A. Nadeeka Upamali, Karasinghe (The University of Texas at Austin) | Liyanage, Pathma Jith (The University of Texas at Austin) | Cai, Jiajia (The University of Texas at Austin) | Lu, Jun (The University of Texas at Austin) | Jang, Sung Hyun (The University of Texas at Austin) | Weerasooriya, Upali P. (The University of Texas at Austin) | Pope, Gary A. (The University of Texas at Austin)
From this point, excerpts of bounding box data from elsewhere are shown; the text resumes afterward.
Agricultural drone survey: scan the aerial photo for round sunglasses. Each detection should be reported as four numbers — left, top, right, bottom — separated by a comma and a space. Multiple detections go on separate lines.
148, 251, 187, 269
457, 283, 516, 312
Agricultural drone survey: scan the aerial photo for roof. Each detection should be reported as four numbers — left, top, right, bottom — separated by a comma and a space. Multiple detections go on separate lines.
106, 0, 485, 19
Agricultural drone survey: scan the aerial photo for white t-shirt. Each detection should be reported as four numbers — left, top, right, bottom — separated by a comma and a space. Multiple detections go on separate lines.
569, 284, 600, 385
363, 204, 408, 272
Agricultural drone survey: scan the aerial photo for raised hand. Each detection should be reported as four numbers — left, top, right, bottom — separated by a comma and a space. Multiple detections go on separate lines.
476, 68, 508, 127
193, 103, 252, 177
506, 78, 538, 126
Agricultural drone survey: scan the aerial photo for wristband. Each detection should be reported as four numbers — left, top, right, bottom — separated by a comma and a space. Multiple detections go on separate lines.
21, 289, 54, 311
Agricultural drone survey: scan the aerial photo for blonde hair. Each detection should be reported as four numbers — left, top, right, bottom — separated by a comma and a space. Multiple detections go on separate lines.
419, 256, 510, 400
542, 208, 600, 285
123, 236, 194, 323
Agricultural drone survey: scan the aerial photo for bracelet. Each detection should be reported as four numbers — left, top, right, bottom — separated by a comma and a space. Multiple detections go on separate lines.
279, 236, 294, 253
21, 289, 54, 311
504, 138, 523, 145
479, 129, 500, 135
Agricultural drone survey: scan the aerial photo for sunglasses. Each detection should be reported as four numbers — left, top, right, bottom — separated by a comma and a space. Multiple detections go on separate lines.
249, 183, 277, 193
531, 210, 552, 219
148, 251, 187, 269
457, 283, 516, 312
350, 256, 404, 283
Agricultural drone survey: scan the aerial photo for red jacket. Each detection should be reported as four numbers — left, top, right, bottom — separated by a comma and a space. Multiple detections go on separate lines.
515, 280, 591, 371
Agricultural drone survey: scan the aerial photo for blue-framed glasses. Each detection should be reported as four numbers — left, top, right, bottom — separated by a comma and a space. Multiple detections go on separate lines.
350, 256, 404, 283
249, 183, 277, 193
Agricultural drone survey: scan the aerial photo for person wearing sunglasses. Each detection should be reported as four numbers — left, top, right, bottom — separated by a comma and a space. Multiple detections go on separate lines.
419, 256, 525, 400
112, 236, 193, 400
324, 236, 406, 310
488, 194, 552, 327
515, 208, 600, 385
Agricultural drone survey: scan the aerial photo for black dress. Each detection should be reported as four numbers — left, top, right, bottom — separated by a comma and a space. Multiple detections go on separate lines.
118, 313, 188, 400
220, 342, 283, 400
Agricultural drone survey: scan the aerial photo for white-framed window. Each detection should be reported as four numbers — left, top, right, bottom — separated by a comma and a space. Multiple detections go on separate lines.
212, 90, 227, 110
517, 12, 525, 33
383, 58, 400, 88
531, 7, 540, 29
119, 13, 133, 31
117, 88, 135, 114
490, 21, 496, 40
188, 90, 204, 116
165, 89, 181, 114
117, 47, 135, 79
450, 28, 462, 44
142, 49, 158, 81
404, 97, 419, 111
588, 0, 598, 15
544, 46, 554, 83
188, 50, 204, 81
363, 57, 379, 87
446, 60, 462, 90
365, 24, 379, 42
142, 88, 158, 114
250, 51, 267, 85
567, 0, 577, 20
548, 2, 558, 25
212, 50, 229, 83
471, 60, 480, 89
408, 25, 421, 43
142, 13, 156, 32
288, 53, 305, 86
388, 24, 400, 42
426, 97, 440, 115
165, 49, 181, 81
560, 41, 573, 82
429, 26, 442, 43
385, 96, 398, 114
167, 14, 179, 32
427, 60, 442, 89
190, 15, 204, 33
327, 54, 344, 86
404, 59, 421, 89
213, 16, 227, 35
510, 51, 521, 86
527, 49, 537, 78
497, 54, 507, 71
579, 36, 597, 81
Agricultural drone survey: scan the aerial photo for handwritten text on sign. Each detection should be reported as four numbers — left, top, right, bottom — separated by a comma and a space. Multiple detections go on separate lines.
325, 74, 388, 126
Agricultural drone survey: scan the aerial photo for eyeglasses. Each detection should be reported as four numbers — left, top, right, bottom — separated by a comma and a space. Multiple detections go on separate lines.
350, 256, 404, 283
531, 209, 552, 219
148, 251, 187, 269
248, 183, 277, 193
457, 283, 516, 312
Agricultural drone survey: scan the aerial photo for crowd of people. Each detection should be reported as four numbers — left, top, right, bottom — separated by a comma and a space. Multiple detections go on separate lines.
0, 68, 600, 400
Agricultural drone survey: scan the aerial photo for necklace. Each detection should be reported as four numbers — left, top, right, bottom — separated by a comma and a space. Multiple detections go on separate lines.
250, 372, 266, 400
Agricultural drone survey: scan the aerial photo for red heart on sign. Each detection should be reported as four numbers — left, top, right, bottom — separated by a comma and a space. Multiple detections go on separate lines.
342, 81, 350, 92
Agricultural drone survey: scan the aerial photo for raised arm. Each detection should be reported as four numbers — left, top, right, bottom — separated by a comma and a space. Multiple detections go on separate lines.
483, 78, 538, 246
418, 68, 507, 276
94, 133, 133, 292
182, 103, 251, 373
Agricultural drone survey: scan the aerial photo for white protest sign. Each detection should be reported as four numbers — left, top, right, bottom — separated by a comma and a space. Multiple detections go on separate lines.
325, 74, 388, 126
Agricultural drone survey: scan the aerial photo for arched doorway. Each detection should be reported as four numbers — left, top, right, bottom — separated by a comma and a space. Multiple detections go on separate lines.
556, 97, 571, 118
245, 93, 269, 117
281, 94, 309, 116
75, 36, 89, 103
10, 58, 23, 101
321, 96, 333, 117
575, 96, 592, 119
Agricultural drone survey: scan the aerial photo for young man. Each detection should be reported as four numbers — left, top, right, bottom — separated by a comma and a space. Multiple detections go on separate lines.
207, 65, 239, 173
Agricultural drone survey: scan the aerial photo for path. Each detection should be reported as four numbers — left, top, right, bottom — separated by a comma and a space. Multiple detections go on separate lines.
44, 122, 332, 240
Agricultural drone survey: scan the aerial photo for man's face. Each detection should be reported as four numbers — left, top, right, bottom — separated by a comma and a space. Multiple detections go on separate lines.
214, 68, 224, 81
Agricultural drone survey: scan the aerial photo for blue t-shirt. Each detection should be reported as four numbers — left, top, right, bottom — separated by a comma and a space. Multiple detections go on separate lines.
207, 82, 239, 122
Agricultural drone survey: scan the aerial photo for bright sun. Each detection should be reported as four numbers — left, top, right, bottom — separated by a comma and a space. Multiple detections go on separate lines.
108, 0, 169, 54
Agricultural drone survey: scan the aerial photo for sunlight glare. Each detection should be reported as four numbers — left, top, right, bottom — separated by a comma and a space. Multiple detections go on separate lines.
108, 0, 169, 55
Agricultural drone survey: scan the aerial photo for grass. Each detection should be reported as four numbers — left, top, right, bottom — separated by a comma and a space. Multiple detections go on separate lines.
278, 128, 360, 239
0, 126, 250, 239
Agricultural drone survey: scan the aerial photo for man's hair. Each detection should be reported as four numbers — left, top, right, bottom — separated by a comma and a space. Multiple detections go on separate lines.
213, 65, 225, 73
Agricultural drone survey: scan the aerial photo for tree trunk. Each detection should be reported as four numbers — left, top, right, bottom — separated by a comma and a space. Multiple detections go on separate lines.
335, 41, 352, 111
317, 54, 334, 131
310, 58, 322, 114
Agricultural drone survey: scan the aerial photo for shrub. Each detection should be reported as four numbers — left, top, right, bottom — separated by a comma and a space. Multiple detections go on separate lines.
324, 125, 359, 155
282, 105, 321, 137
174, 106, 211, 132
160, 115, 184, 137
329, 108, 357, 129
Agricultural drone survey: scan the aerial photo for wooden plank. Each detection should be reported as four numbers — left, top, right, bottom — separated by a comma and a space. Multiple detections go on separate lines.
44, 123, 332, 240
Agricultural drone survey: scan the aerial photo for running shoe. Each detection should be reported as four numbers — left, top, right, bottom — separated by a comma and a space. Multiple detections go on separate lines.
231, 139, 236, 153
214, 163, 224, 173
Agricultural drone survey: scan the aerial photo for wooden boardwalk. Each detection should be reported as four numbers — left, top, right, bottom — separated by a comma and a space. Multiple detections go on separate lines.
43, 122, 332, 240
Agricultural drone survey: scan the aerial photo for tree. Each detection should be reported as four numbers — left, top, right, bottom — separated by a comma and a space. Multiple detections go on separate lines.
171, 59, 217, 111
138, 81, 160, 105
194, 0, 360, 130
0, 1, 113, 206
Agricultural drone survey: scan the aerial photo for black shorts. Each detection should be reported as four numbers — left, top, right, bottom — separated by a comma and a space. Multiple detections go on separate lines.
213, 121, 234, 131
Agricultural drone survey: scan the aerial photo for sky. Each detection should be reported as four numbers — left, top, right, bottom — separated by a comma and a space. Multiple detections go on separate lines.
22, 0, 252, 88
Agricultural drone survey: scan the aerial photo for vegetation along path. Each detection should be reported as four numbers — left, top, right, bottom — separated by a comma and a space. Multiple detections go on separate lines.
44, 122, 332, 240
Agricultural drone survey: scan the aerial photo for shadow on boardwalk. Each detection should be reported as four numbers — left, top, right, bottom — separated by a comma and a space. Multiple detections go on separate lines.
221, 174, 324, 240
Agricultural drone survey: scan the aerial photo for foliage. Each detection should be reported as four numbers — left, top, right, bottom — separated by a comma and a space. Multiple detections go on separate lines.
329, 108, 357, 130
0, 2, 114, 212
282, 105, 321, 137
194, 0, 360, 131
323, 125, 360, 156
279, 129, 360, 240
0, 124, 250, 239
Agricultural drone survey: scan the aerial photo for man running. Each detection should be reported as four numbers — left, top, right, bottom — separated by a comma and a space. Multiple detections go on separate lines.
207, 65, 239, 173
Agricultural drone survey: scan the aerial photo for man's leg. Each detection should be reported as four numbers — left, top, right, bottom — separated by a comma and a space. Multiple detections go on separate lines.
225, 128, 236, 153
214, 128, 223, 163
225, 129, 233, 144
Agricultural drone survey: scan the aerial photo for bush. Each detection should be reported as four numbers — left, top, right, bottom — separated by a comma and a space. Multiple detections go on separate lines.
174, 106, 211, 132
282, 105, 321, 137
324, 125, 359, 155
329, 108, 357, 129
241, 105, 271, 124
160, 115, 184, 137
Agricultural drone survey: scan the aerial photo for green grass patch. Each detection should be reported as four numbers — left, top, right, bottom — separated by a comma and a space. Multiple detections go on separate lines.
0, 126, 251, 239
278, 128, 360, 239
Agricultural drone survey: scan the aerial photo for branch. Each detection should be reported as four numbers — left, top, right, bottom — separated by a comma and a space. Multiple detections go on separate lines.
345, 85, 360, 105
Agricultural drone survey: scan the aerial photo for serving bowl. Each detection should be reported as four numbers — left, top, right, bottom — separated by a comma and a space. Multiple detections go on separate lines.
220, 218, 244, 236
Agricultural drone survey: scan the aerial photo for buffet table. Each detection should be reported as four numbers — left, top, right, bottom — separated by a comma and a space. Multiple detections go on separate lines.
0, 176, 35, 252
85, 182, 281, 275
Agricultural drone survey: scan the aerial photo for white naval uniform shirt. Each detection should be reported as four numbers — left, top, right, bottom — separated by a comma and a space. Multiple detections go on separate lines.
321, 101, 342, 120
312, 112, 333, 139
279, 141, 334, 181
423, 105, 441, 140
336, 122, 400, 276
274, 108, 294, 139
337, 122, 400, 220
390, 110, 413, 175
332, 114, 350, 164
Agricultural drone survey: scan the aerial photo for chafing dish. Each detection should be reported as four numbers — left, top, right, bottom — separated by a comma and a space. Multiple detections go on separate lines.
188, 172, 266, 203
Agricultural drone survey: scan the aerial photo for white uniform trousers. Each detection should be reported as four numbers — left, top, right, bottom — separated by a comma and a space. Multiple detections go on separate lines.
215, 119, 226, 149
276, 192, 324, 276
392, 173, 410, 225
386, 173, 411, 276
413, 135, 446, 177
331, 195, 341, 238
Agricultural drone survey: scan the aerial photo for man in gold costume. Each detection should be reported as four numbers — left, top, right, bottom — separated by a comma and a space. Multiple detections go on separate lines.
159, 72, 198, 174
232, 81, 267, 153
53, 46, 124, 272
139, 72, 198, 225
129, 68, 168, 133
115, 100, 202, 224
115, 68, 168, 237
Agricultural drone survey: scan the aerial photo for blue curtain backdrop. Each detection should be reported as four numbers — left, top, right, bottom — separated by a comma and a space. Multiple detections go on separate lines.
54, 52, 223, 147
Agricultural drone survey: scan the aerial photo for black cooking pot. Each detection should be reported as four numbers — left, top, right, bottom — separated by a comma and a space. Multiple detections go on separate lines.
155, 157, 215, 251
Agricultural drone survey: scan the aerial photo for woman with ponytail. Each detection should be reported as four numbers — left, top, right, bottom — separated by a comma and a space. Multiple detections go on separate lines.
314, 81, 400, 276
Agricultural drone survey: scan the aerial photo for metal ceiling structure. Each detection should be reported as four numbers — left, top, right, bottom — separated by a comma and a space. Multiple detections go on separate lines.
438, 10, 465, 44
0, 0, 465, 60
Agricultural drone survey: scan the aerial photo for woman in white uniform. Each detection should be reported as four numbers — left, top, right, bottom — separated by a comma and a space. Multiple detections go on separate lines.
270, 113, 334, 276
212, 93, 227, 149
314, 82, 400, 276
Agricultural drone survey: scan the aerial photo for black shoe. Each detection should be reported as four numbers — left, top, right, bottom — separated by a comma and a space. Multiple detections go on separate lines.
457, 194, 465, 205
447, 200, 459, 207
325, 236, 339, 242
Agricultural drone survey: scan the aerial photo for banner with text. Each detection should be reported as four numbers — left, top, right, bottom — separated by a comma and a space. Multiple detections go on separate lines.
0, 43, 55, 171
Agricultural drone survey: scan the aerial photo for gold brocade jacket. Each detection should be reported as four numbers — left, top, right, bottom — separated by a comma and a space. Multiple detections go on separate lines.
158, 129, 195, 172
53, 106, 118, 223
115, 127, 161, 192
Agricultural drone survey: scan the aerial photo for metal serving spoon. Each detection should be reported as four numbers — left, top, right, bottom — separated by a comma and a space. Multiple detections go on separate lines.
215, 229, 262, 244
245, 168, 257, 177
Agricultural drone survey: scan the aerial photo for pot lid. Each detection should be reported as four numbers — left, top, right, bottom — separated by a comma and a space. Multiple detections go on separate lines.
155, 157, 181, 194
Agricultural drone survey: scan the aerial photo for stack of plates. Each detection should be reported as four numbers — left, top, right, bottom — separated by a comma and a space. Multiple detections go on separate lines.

The ability to develop high performance, low cost chemical formulations for chemical EOR involves the use of not only highly efficient surfactants tailored to specific crude oil and reservoir conditions, but also the technical know-how for combining the surfactants and other chemicals to create the best formulation as a complete package. Scientific understanding of how the molecular structures of surfactants and co-solvents affect microemulsion properties greatly speeds up the process of arriving at optimal formulations for enhanced recovery of a specific crude oil in a specific oil reservoir. With the main emphasis on reducing the chemical cost of the formulations, a new slate of novel chemicals, both surfactants and co-solvents, has been developed and shown to have superior performance. We have synthesized and tested new classes of surfactants with different hydrophobe sizes and structures varying from large-medium-short-ultrashort in order to meet the needs of a variety of crude oil requirements. We have also developed ultra-short hydrophobe surfactants (with 2-ethylhexanol hydrophobe) possessing dual surfactant / co-solvent properties. Such duality in performance helps, in some cases, to minimize or altogether offset the use of co-solvents while maintaining low microemulsion viscosities, faster equilibration, and other desirable behavior. Thus, 2-ethylhexanol-propoxy-sulfate was developed as a surfactant that also encompasses co-solvent properties. The novel Gemini surfactants have also been incorporated in formulations and core flood experiments with excellent results. The new co-solvents offer advantages such as short equilibration time for the microemulsion formation and lower microemulsion viscosity. Systematic studies using these new surfactants and co-solvents clearly show that we now have the capability of developing highly robust formulations to meet the needs of a variety of reservoirs, resulting in high oil recoveries with low surfactant retention, which is the key to lowering the chemical costs and improving the economics of chemical enhanced oil recovery.